Believe both cities are heavily catholic but LA more likely Buddhist than Chicago. Lifestyles are also different due to climate. LA nightlife\ Hollywood more like New York\ Miami.
According to City-Data, LA is dominated by two races. 48.5% Hispanic and 28.7% White. Then you have noteable populations of Asians 11.1% and Blacks 9.2%.
Chicago is dominated by three races. Black 32.4%, White 31.7% and Hispanic at 28.9% with Asians being 5.4% of the population.
Those are the races that are over 5% in both cities. They are obviously the races that live in the city and not those that commute to work from the surrounding areas or tourists. It would depend on how you define diverse when you look at the numbers. Chicago is very close with the top three races and their percentages while LA is clearly majority Hispanic with whites being another sizeable portion of the populace.
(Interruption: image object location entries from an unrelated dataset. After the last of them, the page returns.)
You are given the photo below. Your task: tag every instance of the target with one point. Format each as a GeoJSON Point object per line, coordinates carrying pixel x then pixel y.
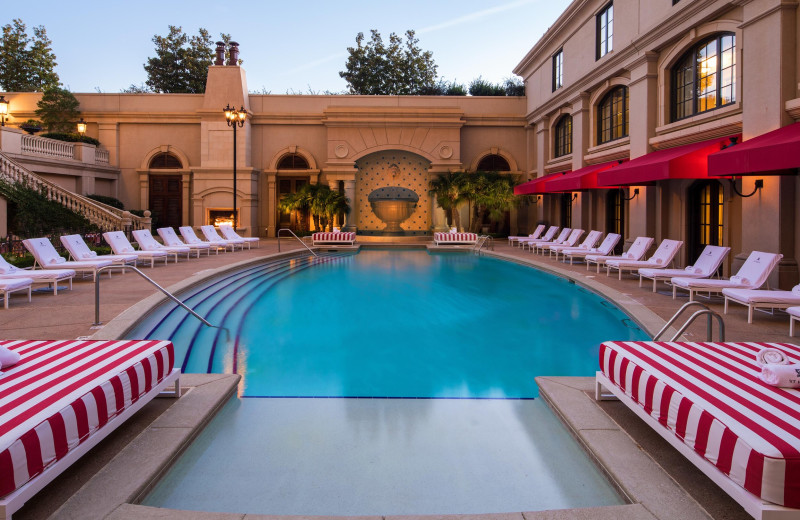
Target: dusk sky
{"type": "Point", "coordinates": [286, 46]}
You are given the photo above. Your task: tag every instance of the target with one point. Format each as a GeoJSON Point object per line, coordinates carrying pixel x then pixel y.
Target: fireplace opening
{"type": "Point", "coordinates": [219, 216]}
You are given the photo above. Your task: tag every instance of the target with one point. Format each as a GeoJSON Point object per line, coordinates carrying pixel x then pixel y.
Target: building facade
{"type": "Point", "coordinates": [645, 83]}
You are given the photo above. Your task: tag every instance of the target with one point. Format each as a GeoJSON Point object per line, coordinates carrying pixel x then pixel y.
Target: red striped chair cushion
{"type": "Point", "coordinates": [342, 236]}
{"type": "Point", "coordinates": [455, 237]}
{"type": "Point", "coordinates": [709, 395]}
{"type": "Point", "coordinates": [62, 392]}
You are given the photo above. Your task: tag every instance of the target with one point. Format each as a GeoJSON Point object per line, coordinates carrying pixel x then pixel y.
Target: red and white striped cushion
{"type": "Point", "coordinates": [455, 237]}
{"type": "Point", "coordinates": [342, 236]}
{"type": "Point", "coordinates": [62, 392]}
{"type": "Point", "coordinates": [709, 395]}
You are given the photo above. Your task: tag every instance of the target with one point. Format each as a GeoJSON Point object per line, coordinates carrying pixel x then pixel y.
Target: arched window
{"type": "Point", "coordinates": [165, 161]}
{"type": "Point", "coordinates": [705, 77]}
{"type": "Point", "coordinates": [706, 204]}
{"type": "Point", "coordinates": [493, 163]}
{"type": "Point", "coordinates": [612, 115]}
{"type": "Point", "coordinates": [563, 137]}
{"type": "Point", "coordinates": [292, 161]}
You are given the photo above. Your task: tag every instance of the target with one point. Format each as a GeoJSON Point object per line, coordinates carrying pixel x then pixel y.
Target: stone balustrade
{"type": "Point", "coordinates": [103, 216]}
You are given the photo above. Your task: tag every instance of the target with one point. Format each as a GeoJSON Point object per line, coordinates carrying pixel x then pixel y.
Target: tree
{"type": "Point", "coordinates": [26, 64]}
{"type": "Point", "coordinates": [181, 63]}
{"type": "Point", "coordinates": [449, 192]}
{"type": "Point", "coordinates": [58, 110]}
{"type": "Point", "coordinates": [399, 68]}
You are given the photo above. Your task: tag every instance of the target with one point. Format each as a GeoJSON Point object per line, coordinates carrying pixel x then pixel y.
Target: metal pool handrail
{"type": "Point", "coordinates": [157, 286]}
{"type": "Point", "coordinates": [482, 240]}
{"type": "Point", "coordinates": [705, 310]}
{"type": "Point", "coordinates": [298, 239]}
The other two groups have sizeable populations as well but lag well behind the top two.
I know that this is an old topic and that Chicago isn't really east coast but the topic was brought back to the first page so I thought I'd add my two cents.
Last edited by RedBloodWhiteCells; 06-16-2012 at 08:04 PM..
I've always thought of Broward County as Orange County to Miami's LA. But that's in terms of how it relates to the main city of the metro, not demographics, politics or income, which are pretty different.
You are correct. There are many differences. Broward is way more liberal than Orange County and probably less wealthy overall.....though Eastern Broward on the water is pretty wealthy.
I don't get the Miami/LA thing. The only thing they have in common is palm trees! lol It's like the SF/NYC comparison. Yeah kinda, but IMO LA and NYC are way way way way WAAAAAAAAAAAAAAAAAAY to massive and influencial than MIA or SF. Another one that confuses me is Atlanta/LA. No. I don't really see too many similarities here.
Boston/SF seems right to me. I had family in Boston and visited often and spent time living in SF. I agree with this. Imagine switching Oakland with Boston!
Miami/Honolulu. If people are using Chicago, then I'll use Honolulu
NYC/LA. Honestly, IMO LA is the only match for NYC and vise/versa: They are Americas only megacities, massive global influence/prominence, enormous populations, #1 and #3 GDP's on earth respectively, Media titans (worldwide), most ethnically mixed, and are most often destroyed in Alien apocalypse movies.